One of my favorite things when reading a mystery is not being able to figure it all out, but enjoying getting to the destination and finding the clues spread out behind me and realizing all I was missing was the right perspective. Dark Tide, though a YA thriller, has that sense in abundance, with not just one, but two major turns that threw me for a loop but gave that sense of hindsight.

Obviously, I'm not going to put any spoilers in this review. The basic set-up is this - Ricky, a young man from a poor family who has an upcoming swimming scholarship for school that won't cover everything, drops his plans for a summer job with his father on almost no notice to take a job as a lifeguard at the Mermaid Inn for the summer. The Mermaid Inn is in a small town with no lack of secrets - not the least of which is what happened to last year's lifeguard, a young man very much like Ricky who simply vanished.

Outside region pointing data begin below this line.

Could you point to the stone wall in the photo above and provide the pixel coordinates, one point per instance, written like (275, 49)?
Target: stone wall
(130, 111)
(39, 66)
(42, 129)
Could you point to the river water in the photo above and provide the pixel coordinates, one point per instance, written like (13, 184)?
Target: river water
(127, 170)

Herren skillfully plays with reader expectations here, leading you one way only to turn you another, and there are revelations throughout Dark Tide that delivered shocks to the system. Again, with a bit of reader hindsight, I was left smiling and pleased at the surprises.

Character is king here. Ricky is pretty quick to realize nothing - and especially no one - is exactly as first appearances would lead him to believe. And throughout it all, there's the biggest question of all: what happened to the last young man in his position?